19 August 2022

Introduction to Core ML in iOS


In this day and age, it’s almost impossible to hear about new software or tech that doesn’t mention at least one buzzword around Artificial Intelligence and Machine Learning. From optimised charging on your iPhone to the fully autonomous autopilot in Teslas, it’s quite apparent that AI isn’t really Sci-Fi anymore and is rather quite a large part of our everyday lives, whether we notice it or not.


Artificial Intelligence has taken huge steps in the mobile space in recent years, as chipsets get faster and more efficient, AI becomes more prevalent in the everyday software we use, therefore it’s almost a no-brainer to try and incorporate it into a use case for your app. Core ML is Apple’s approach to bringing the awesome power of ML to you, the developer, in a concise and intuitive framework and will be the focus of this article. 

There’s virtually no limit on what you can use ML for, but for the sake of simplicity (and the fact this is a popular use case) we will be exploring how to create an image classifier and build it straight into your app. Let’s get started!

ML? AI? What is it anyway?

The background might be boring and you might want to jump straight into the code, but it is encouraged that you to give it a read for a very basic overview that may help with some concepts down the line.

AI and ML are usually interchanged but there is a significant distinction, Artificial Intelligence is a broader umbrella term used to define all intelligent systems, while Machine Learning is a specific subset of AI that is focussed on getting machines to learn from input data, without being explicitly programmed (This can be done in multiple ways: Neural Networks (Deep Learning), genetic algorithms, particle swarms etc.) but all of those are irrelevant in the scope of this tutorial, all you need to know is that Machine Learning involves taking input data, feeding it into some transformational function (eg. a Neural Network) and receiving an output that describes the input to a certain accuracy.

Think of it as a black box that takes in the data we want to classify and gives us its best prediction of what it was given. The way we train this “black box” is what will determine the accuracy of our results, but we’ll get to the training of our model later on.


Creating your first image classifying app

In order to continue with this tutorial you’ll need a very basic understanding of UIKit and storyboards. To keep this tutorial simple and not detract from the main focus, we’re going to use a very basic UI setup in order to display our input image, Button for triggering our prediction and labels to display what our model predicted and the confidence it has on that prediction.

Head over to Xcode and create a new project (selecting single view app and Storyboards as your UI Interface) and setup your main view controller to look something like the image below:



Drag any 224x224 image into your projects .xcassets group and use it as the default image in the UIImageView you set up above. We’ll get to why the image needs to be 224x224 in the next section.

Importing the model and passing the image through it

Now onto the interesting part of our app: importing our ML model and using it to create predictions. The machine learning model is the “black box” that takes in our image as input and gives us a prediction label and confidence as output. There are many models that we could use that are mainly deeply layered convolutional neural networks. A neural network is a mathematical abstraction of the human brain that aims to mimic the learning process and exceptional pattern-recognition that human brains possesses. They do this by simulating the brains huge network of neurons and synapses with multiple layers of nodes (neurons) and connections (synapses). These nodes take in some input signal, use an activation function, bias and weight to transform the signal in some manner and pass it to the next node which repeats the process until the signal is passed through the entire network. The output is then compared to the expected output and any errors are passed backwards through the network in a process called back propagation to adjust the neural network's biases and weights in order to minimise the network's error. This process of adjusting these values is called training. A model trained on lots of quality training data will usually produce a very accurate model, therefore it's very important any model you train receives the best training data possible.

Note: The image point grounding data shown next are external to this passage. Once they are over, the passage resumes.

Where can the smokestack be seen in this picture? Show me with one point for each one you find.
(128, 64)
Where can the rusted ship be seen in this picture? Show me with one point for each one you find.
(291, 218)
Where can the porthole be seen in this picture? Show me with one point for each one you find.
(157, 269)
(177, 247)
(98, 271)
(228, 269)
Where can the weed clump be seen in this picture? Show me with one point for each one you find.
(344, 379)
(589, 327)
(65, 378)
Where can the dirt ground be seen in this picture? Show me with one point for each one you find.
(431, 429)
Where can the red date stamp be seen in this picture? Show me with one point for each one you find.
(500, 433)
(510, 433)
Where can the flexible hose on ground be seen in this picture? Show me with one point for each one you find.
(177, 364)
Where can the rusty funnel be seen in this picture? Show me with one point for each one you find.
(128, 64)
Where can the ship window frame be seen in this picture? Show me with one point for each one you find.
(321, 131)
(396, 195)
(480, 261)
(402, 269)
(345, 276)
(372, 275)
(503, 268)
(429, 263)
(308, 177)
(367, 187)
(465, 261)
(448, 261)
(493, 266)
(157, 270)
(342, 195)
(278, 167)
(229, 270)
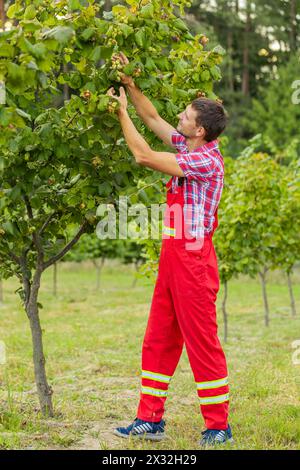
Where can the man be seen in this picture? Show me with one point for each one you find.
(183, 309)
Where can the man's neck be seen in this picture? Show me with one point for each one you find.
(193, 144)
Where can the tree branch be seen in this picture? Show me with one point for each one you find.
(67, 248)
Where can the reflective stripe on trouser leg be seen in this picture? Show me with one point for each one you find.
(162, 347)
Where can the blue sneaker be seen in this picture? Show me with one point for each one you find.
(143, 429)
(213, 437)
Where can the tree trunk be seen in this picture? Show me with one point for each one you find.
(43, 389)
(225, 316)
(55, 279)
(293, 25)
(99, 269)
(264, 289)
(2, 15)
(136, 265)
(230, 60)
(293, 305)
(246, 52)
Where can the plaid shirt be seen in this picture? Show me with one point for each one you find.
(203, 185)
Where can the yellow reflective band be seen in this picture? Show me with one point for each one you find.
(146, 374)
(169, 231)
(214, 400)
(212, 384)
(154, 391)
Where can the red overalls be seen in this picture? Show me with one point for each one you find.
(183, 311)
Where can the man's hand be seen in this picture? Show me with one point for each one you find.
(125, 79)
(122, 99)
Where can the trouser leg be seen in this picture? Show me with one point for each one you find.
(162, 348)
(194, 290)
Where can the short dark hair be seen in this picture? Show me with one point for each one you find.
(211, 115)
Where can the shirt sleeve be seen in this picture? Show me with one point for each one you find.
(196, 165)
(178, 141)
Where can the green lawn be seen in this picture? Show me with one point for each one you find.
(93, 343)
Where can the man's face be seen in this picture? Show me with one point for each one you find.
(187, 123)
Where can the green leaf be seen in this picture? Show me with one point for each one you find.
(179, 24)
(87, 33)
(74, 5)
(126, 29)
(62, 34)
(147, 11)
(219, 50)
(30, 12)
(23, 114)
(12, 10)
(101, 52)
(103, 103)
(205, 76)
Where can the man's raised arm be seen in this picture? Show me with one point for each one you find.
(145, 109)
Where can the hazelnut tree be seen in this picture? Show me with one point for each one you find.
(60, 159)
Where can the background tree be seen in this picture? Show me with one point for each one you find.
(59, 162)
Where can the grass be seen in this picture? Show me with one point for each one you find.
(92, 345)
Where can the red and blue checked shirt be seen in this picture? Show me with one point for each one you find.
(203, 185)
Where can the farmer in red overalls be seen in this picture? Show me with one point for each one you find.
(183, 309)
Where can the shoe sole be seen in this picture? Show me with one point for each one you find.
(228, 441)
(146, 436)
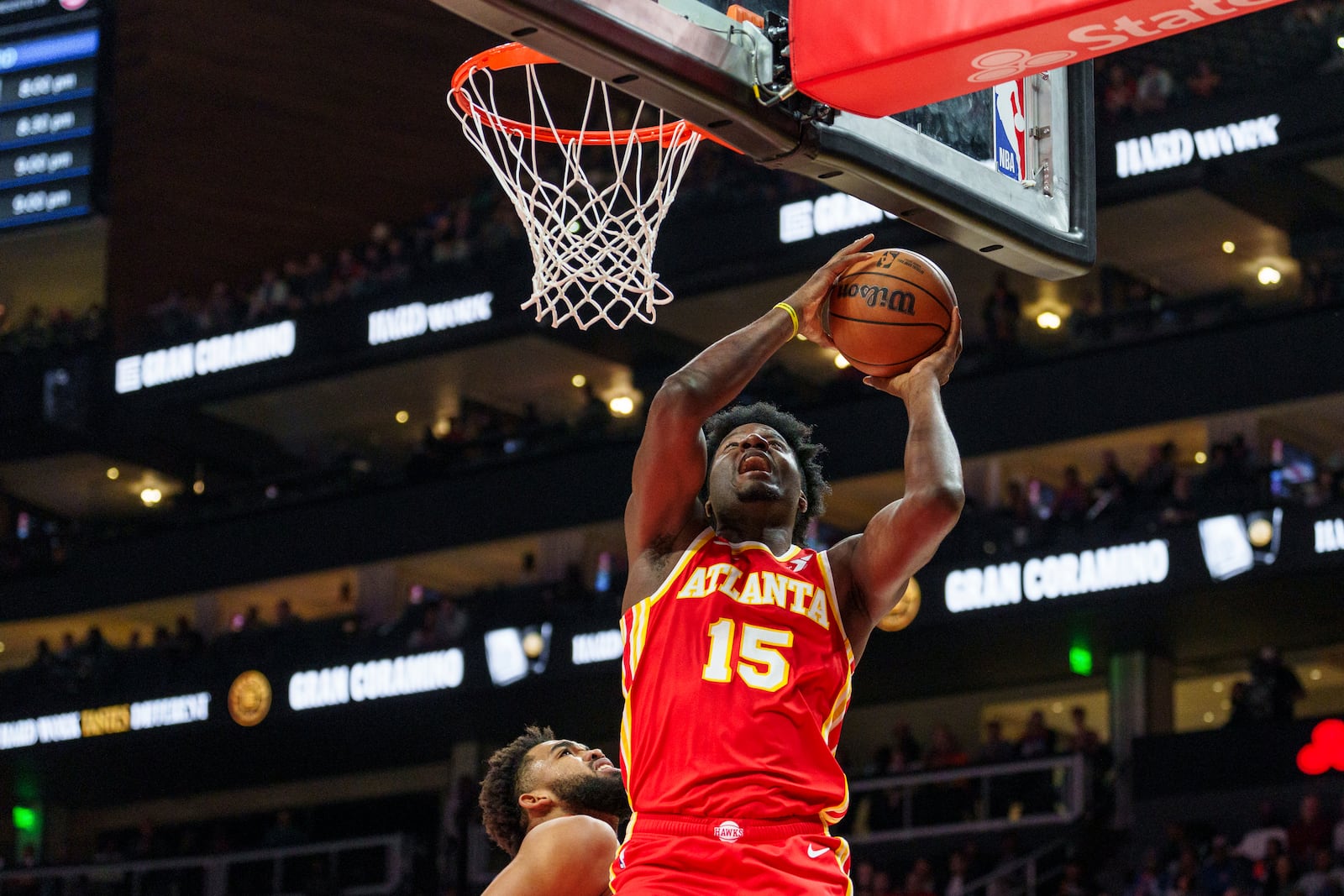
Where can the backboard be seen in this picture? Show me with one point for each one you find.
(1007, 170)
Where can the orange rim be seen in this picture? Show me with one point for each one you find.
(511, 55)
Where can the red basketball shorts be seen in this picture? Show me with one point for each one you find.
(685, 856)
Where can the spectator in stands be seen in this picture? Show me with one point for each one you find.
(1310, 833)
(864, 875)
(995, 748)
(1220, 871)
(920, 880)
(945, 802)
(1273, 689)
(1254, 846)
(907, 754)
(1281, 876)
(1117, 101)
(1179, 508)
(286, 616)
(1203, 82)
(958, 875)
(1155, 483)
(1082, 738)
(1018, 519)
(1072, 501)
(1112, 490)
(1148, 879)
(1001, 312)
(1037, 789)
(1323, 878)
(1153, 89)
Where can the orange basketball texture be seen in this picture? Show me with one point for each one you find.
(889, 312)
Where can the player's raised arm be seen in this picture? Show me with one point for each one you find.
(663, 512)
(904, 535)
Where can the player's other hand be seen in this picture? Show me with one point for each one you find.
(936, 369)
(810, 297)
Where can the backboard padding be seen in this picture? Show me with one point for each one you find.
(703, 76)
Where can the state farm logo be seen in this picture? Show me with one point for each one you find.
(729, 832)
(999, 66)
(1142, 20)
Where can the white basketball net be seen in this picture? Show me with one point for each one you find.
(591, 241)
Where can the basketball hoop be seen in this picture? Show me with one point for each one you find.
(591, 242)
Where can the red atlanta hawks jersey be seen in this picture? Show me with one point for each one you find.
(737, 679)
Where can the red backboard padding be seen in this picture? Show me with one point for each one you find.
(882, 56)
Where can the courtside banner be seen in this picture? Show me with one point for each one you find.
(884, 56)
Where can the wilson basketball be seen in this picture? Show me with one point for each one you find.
(889, 312)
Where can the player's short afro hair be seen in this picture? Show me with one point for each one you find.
(506, 822)
(796, 432)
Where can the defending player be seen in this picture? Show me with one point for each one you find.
(739, 644)
(554, 806)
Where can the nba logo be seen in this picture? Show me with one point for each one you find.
(1011, 130)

Some models are trained for more general objects, while some are trained for specific domains, Apple provides a few popular models at https://developer.apple.com/machine-learning/models/ that you can download and drag straight into your Xcode project. For our project, we’re going to use ResNet50, a 50-layered convolutional neural network that is aimed at predicting dominant objects in an image over multiple domains. 

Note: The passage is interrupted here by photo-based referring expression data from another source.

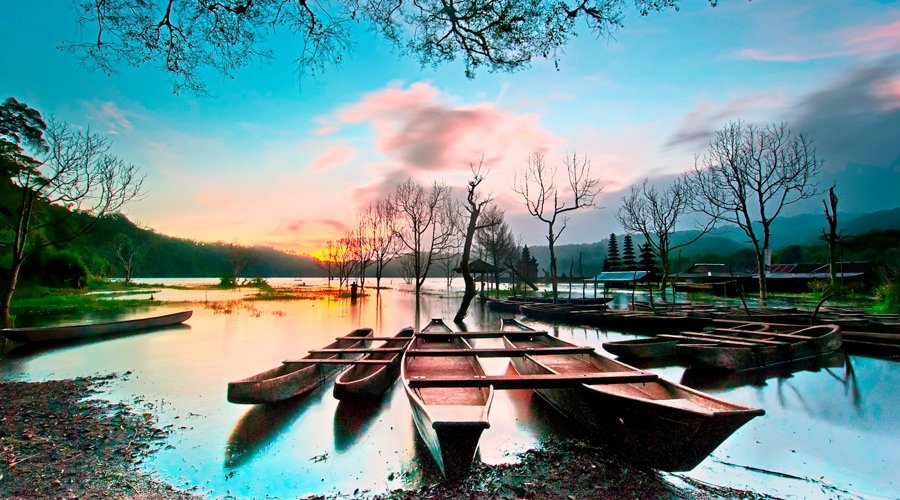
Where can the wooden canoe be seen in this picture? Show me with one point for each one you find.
(812, 342)
(660, 423)
(368, 381)
(449, 420)
(292, 379)
(664, 347)
(83, 332)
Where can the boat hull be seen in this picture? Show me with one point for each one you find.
(369, 382)
(661, 424)
(84, 332)
(757, 357)
(450, 421)
(290, 380)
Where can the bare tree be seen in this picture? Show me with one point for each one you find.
(474, 205)
(71, 173)
(426, 222)
(186, 38)
(383, 238)
(832, 236)
(238, 258)
(654, 214)
(747, 177)
(496, 242)
(541, 197)
(127, 253)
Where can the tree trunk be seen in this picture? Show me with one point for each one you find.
(8, 293)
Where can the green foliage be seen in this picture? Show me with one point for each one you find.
(57, 269)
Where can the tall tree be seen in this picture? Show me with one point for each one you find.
(186, 38)
(648, 259)
(613, 260)
(496, 242)
(629, 263)
(747, 177)
(383, 236)
(832, 236)
(239, 258)
(538, 190)
(474, 205)
(128, 254)
(655, 214)
(427, 224)
(66, 174)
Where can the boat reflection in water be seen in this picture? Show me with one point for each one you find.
(703, 379)
(353, 418)
(262, 425)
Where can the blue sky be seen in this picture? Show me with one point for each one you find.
(270, 159)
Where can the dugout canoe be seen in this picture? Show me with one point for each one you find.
(293, 378)
(70, 333)
(664, 347)
(371, 381)
(449, 420)
(662, 424)
(811, 342)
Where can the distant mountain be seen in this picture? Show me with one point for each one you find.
(803, 229)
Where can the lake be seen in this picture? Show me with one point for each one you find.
(831, 429)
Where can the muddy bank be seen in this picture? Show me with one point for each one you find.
(57, 442)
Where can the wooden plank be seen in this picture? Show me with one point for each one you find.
(713, 336)
(500, 352)
(336, 361)
(373, 338)
(727, 341)
(533, 381)
(357, 350)
(493, 334)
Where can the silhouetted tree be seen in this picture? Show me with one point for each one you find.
(655, 214)
(628, 259)
(541, 197)
(613, 261)
(747, 177)
(64, 184)
(186, 38)
(831, 236)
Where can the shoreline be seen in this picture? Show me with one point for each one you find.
(57, 439)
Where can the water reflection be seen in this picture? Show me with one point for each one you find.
(846, 427)
(353, 418)
(263, 424)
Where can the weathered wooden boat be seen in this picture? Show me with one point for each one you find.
(71, 333)
(785, 348)
(295, 377)
(615, 319)
(664, 346)
(450, 420)
(371, 381)
(662, 424)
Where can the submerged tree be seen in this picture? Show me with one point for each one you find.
(613, 261)
(66, 174)
(831, 236)
(747, 177)
(474, 206)
(655, 213)
(542, 198)
(426, 218)
(186, 38)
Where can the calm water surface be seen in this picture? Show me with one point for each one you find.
(829, 430)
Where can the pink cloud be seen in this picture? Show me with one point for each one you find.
(888, 91)
(333, 157)
(425, 132)
(875, 40)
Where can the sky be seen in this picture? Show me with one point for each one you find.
(269, 158)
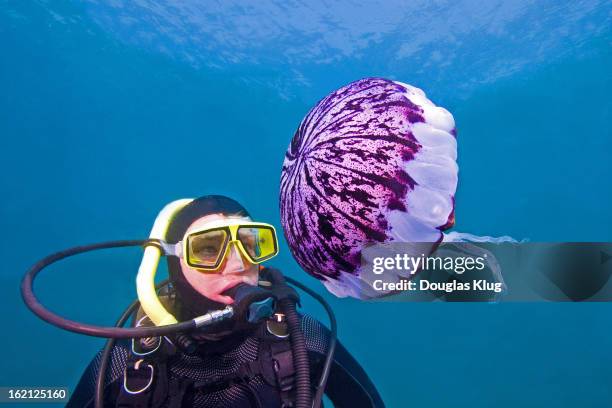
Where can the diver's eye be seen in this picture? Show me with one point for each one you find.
(207, 250)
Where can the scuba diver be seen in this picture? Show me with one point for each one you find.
(240, 342)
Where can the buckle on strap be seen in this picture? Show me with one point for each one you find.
(135, 369)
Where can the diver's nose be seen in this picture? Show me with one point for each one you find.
(235, 263)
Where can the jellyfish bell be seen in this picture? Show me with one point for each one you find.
(373, 162)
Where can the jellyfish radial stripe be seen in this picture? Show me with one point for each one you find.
(372, 162)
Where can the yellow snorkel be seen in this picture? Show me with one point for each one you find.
(145, 280)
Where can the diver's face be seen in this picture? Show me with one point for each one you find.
(234, 269)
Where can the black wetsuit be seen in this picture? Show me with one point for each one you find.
(348, 384)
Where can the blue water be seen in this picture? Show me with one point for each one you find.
(110, 110)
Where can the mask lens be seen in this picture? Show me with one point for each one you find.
(204, 249)
(259, 242)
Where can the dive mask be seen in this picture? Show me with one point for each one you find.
(206, 248)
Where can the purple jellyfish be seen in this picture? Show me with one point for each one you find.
(373, 162)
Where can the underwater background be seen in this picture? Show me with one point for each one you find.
(111, 109)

Once downloaded, drag the .mlmodel into your project and click on the file to view the details of your model. Head over to the predictions tab, this is where you’ll see what input data your model takes and its associated output data. For ResNet50 you’ll see it takes a 224x224 colour image, it’s important that your input image is exactly 224x224 as the model will fail to parse the image if it’s not. The model will also give 2 outputs: the label that matches its highest-confidence prediction and a dictionary of other possible labels with their associated confidence levels.

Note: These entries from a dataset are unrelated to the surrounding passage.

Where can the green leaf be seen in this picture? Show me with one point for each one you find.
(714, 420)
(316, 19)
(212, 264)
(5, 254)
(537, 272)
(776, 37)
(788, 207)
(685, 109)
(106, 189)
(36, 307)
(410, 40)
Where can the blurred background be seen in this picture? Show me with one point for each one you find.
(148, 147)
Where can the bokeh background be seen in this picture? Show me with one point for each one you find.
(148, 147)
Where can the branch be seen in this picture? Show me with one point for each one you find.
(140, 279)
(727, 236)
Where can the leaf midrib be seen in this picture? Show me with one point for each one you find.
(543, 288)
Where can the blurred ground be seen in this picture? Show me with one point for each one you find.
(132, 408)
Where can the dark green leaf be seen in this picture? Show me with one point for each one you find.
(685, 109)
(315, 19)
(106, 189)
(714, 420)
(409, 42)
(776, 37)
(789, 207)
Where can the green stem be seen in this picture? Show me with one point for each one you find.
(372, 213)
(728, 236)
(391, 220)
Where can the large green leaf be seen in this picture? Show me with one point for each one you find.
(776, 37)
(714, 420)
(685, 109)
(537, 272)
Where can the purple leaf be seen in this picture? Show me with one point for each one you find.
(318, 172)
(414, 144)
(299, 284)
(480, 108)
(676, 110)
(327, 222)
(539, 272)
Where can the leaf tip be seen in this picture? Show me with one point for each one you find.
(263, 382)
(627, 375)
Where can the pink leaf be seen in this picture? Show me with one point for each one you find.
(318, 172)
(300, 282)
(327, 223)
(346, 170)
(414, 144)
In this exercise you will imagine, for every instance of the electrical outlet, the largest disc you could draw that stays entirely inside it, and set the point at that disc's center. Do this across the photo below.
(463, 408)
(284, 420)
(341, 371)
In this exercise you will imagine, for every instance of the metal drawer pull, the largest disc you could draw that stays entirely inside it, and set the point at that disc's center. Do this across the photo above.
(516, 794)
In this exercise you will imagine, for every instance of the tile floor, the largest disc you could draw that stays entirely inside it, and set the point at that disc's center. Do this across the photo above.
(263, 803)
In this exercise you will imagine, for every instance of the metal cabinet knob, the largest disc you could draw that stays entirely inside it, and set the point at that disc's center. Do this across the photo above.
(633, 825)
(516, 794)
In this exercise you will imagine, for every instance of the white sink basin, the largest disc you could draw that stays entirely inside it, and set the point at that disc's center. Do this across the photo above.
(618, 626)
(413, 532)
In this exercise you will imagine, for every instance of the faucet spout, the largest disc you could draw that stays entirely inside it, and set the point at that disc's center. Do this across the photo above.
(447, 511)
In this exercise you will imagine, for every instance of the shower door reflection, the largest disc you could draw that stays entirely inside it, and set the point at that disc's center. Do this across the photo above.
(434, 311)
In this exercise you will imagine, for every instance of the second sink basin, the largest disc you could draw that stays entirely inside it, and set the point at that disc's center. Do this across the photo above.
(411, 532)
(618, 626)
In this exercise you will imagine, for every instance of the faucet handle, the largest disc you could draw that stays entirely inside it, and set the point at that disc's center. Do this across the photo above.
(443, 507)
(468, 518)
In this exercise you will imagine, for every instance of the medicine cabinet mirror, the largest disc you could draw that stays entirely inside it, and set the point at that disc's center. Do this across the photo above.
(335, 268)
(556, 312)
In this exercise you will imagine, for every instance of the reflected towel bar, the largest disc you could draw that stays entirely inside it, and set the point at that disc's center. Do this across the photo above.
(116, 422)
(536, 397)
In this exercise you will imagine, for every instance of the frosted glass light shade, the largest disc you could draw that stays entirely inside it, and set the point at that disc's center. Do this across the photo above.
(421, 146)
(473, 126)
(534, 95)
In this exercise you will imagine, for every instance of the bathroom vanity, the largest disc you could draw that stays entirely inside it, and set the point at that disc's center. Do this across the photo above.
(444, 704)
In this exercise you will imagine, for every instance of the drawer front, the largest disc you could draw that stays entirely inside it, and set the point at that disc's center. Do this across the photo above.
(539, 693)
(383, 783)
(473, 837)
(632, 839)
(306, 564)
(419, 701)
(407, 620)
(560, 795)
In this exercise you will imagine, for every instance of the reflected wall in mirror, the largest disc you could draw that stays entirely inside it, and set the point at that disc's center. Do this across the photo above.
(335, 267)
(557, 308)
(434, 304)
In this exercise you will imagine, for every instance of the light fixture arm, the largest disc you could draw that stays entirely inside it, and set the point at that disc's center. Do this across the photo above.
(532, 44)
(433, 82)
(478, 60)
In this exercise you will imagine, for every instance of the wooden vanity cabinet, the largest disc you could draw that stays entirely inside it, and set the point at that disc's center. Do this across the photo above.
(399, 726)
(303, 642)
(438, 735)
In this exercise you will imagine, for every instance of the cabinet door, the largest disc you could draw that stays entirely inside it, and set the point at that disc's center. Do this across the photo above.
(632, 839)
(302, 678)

Now let’s head over to our ViewController.swift file to start making predictions!
Your class should look something like the class below. 2 labels for our prediction and confidence, our input image UIIMageView, our @IBAction function to predict the image when the button is tapped and lastly, our ResNet50 model. Yup, it’s as simple as a one line instantiation to get our model ready for input.

import UIKit

class ViewController: UIViewController {

    @IBOutlet weak var inputImage: UIImageView!
    @IBOutlet weak var predictionLabel: UILabel!
    @IBOutlet weak var confidenceLabel: UILabel!

    let model = Resnet50()   // instantiates our model

    override func viewDidLoad() {
        super.viewDidLoad()
    }

    @IBAction func predictImage(sender: Any) {   // this will be called on a button press
    }
}

Unfortunately CoreML doesn’t allow UIImages or CGImages to be passed directly into our models so we’ll need to convert our input image into a CVPixelBuffer. Create a new swift file named “ImageProcessor.swift” and copy the following code:

import CoreVideo

struct ImageProcessor {
    static func pixelBuffer (forImage image:CGImage) -> CVPixelBuffer? {

        let imageWidth = Int(image.width)
        let imageHeight = Int(image.height)

        let attributes : [NSObject:AnyObject] = [
            kCVPixelBufferCGImageCompatibilityKey : true as AnyObject,
            kCVPixelBufferCGBitmapContextCompatibilityKey : true as AnyObject]

        var buffer: CVPixelBuffer? = nil

        CVPixelBufferCreate(kCFAllocatorDefault,
                            imageWidth,
                            imageHeight,
                            kCVPixelFormatType_32ARGB,
                            attributes as CFDictionary?,
                            &buffer)

        if let pixelBuffer = buffer {
            let flags = CVPixelBufferLockFlags(rawValue: 0)
            CVPixelBufferLockBaseAddress(pixelBuffer, flags)
            let pixelData = CVPixelBufferGetBaseAddress(pixelBuffer)
            let rgbColorSpace = CGColorSpaceCreateDeviceRGB();

            let context = CGContext(data: pixelData,
                                    width: imageWidth,
                                    height: imageHeight,
                                    bitsPerComponent: 8,
                                    bytesPerRow: CVPixelBufferGetBytesPerRow(pixelBuffer),
                                    space: rgbColorSpace,
                                    bitmapInfo: CGImageAlphaInfo.premultipliedFirst.rawValue)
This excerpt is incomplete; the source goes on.